2.1 Rareté des cours d'eau en Mauritanie

La Mauritanie est un pays sahélo-saharien. Les pêches continentales exclusivement limitées au fleuve Sénégal, à ses affluents et aux lacs intérieurs qui lui sont liés. Cela réduit considérablement l'importance quantitative du poisson péché.

2.2 La densité et l'inorganisation des pêcheurs

Avant la période sèche actuelle, le commerce du poisson ayant toujours été lucratif, le nombre des pêcheurs s'est considérablement accru. L'absence d'organisation et d'éducation a eu pour effet, longtemps avant la période sèche, la destruction progressive et massive de la faune aquatique.

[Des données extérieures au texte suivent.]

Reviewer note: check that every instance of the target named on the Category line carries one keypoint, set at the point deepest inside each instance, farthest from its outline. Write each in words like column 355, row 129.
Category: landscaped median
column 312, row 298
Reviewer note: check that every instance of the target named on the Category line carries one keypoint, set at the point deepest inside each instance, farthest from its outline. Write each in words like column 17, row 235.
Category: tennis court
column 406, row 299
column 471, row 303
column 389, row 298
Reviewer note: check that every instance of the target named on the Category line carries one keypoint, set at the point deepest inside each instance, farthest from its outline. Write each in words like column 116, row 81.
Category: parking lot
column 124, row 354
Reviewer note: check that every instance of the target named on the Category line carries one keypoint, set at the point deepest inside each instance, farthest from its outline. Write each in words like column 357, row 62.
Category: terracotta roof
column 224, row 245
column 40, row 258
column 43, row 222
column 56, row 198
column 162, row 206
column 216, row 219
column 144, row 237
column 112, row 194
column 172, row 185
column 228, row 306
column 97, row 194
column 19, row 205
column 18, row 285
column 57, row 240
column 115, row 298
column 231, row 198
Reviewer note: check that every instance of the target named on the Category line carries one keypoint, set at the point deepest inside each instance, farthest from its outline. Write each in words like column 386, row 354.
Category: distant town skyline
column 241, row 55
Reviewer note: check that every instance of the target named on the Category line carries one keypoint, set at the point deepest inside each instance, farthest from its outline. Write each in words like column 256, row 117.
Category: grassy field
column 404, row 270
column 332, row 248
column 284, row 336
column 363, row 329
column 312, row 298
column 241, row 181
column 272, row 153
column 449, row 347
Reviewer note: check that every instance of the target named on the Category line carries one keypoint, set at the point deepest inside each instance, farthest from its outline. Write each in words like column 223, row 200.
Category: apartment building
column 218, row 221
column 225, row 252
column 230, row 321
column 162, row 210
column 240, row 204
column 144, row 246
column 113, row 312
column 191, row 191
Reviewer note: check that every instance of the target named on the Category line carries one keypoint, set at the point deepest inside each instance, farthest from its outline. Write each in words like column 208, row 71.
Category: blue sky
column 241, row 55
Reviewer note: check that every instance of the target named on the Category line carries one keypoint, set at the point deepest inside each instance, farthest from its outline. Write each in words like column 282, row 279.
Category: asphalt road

2.3 La diversité et l'efficacité des engins de pêche

Les pêcheurs de la vallée du fleuve Sénégal ont pu, durant des siècles, accumuler une immense expérience, se matérialisant par l'ingéniosité des inventions, la diversité des engins, et leur particulière adaptation aux conditions locales.

2.31 Les principaux engins de pêche

(a) Les pirogues - Les seules embarcations utilisées par les pêcheurs sont les pirogues monoxyles creusées dans les troncs de fromager et de caïl-cédra. Les longueurs varient entre les petites pirogues de 6 m de long sur 0 m, 50 de large, utilisées principalement pour la pose des petits filets maillants et des palangres ainsi que pour rabattre les poissons dans les sennes, et les grandes de 12 m de long sur 1 m de large, servant surtout au transport des passagers et à la pêche au Goubol. Toutes deux sont excessivement maniables et peuvent facilement être mues par un homme seul et même par un enfant lorsqu'elles sont vides ou peu chargées. Trois ou quatre rameurs sont nécessaires quand une pirogue pêche au grand filet Goubol. Les pirogues ne font pas l'objet de soins particuliers, elles ne sont jamais entretenues si même protégées. On estime toutefois que la durée moyenne d'une embarcation creusée dans un tronc de caïl-cédra est de 10 à 12 ans. Celle d'une pirogue en fromager ne dépasse pas 4 ou 5 ans.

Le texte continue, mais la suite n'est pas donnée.